I am going to California today. I am so excited, and so ready.
In a way, I feel like I could dip my toes in the ocean and turn around and go home when I get there, but I know that that is not the plan at all. There is something there, too, and I have to spend the time I allotted to see people and things and to be in places until I'm ready to leave. I have had very little mapped out this whole time, by design, until I have to make the next decision. That was the central point, to learn to listen again. And I'm still hopeful, although I don't know about what. I'm nervous, too, but that's becoming standard, something to be worked through to get to the good stuff.
I can't stop thinking about Georgia O'Keeffe. I keep thinking about courage, and creativity, and singular dedication to a craft that somehow shapes a life. I've been wondering if I have it, or if I just love it as an idea, a museum exhibit itself. I hope I do. I love how she didn't know she was looking for New Mexico and found it, how she just kept showing up until it all happened there for her. New Mexico was hers -- it's not mine, I know, and it doesn't have to be. It's just so useful as a guide.
I like that I don't know all of her story. I like how Christine and I sat on the couch last night and watched the dvd that I bought at the museum, listening to Gene Hackman narrate this pioneer artist's life, and how several times we looked at each other in some kind of amazement and also recognition of what that takes, of what it requires to make that kind of life come together. (And also the mutual acknowledgement that this lady was a badass. Just was, so much of one.)

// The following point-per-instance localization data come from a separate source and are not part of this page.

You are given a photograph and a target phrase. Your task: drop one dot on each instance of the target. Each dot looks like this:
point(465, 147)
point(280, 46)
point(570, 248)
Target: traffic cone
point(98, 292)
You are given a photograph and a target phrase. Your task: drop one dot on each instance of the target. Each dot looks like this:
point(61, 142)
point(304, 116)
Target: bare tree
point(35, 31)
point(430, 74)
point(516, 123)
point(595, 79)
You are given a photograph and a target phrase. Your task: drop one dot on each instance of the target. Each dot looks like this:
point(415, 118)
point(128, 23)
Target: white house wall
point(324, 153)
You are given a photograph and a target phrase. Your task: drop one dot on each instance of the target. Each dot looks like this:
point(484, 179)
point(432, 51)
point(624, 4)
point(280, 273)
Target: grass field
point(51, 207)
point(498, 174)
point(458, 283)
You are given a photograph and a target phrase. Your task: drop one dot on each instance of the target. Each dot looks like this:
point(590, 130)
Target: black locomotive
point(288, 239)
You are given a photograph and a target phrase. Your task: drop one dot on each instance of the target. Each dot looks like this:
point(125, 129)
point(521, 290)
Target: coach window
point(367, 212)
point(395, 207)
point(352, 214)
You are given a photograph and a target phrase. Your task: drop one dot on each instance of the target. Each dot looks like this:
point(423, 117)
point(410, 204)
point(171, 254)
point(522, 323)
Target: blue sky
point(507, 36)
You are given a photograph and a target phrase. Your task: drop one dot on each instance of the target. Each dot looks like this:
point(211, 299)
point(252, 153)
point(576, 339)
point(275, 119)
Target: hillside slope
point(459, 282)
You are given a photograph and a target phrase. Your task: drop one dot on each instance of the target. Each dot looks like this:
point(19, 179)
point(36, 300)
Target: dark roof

I have found a lot of solidarity out here. I have been surrounded by the energy of strong, compassionate, giving, people, some of the best of all of those qualities I've ever known, I'm not kidding. Everyone who has welcomed me has been a healer of some kind, which I didn't plan at all, except in my subconscious. I couldn't have done it better if I had.
I have also found some bullshit and nonsense, both in and outside of myself. Life continues and connections begin, reappear, and disappear in the middle of all of this activity. I do not take my best friend or my sister or my parents for granted, but I especially don't when those voices that know me the best come to me from far away.
I haven't had any great revelations, just a few little ones, and I'm okay with that, because those were the ones I needed to get out of the way so the rest of the things will come along. I have lost some track of the things I wanted to document -- not pictures, there are plenty of those -- just thoughts about some of the things I'm seeing, but those are all in my brain for when I need them, too. Somewhere in the middle it just blurred, a lot of it, into signs and markers and mountains -- much of it beautiful, some of it desolate. I have loved seeing all of the things I've seen so far, even if I didn't love all of it.
I've gotten reacquainted with some of my ingenuity, and the edges of my anxiety, too, and what I need -- not want, an important distinction -- to do to work with that. I have made some unwise decisions, but nothing too huge and damaging. I have carried some pain with me for a very long distance that is dug in pretty deep, and that's uncomfortable, but I am going to set that shit on fire as much as I can, every day, until it's gone.
Finally, this silly picture before I get going again. I stopped in the dark and stood on a corner in Winslow, Arizona, in a huge puddle. I did this because I have this family who I miss so much, who once sat around a restaurant table and spontaneously sang "Take It Easy" along with the overhead music. It happened several years ago. It was one of the best moments of my life, easily, those endless rounds of "oooh-oooh-ooohs" with the people I love the most -- so simple and everything that mattered at the same time. And although I felt like the jerky tourist I was when I stopped to take this (plus, that puddle was disgusting, seriously) it was for a higher purpose, I swore silently to the cars driving by in the dark, slowing down to look, until I could get something that didn't make me look too bad. I wanted to say I'd done this silly thing, that I had a piece of my heart in the form of people in mind when I did.
Lighten up while you still can. Don't even try to understand. Just find a place to make your stand, and take it easy.
It's not a bad goal. I'm done with trying too hard, but I'm not done working, at all. I am really looking forward to the next stop.
Don't let the sound of your own wheels make you crazy.
Posted by: Deb Rox | September 04, 2012 at 01:07 PM
Or is it "drive?" That would fit the analogy better. Make/drive. One or the other. Choose your own adventure.
Posted by: Deb Rox | September 04, 2012 at 01:11 PM
It's "drive." Which I'm sure you knew. So you also know that Winslow is where he picked up the 8th woman to have on his mind. And also that that "open up I'm climbing in" line isn't about the flatbed Ford. Which reminded me of being in junior high and learning what "she's got the Mercedes bends" meant. Oh, Eagles.
Posted by: Deb Rox | September 04, 2012 at 01:30 PM
Make good choices, little dentist elf.
Posted by: flutter | September 04, 2012 at 02:45 PM
Did you see the statue of the man standing on the corner in Winslow, Arizona, complete with a flatbed Ford in front of him? Or were you on a different corner? It amazes me that the town has adopted this song as its theme song. I remember hearing this song and thinking that he was saying "Standing on the corner with Winslow Homer." You know, because 19th Century American artists are always hanging out on the street waiting for chicks to pick them up.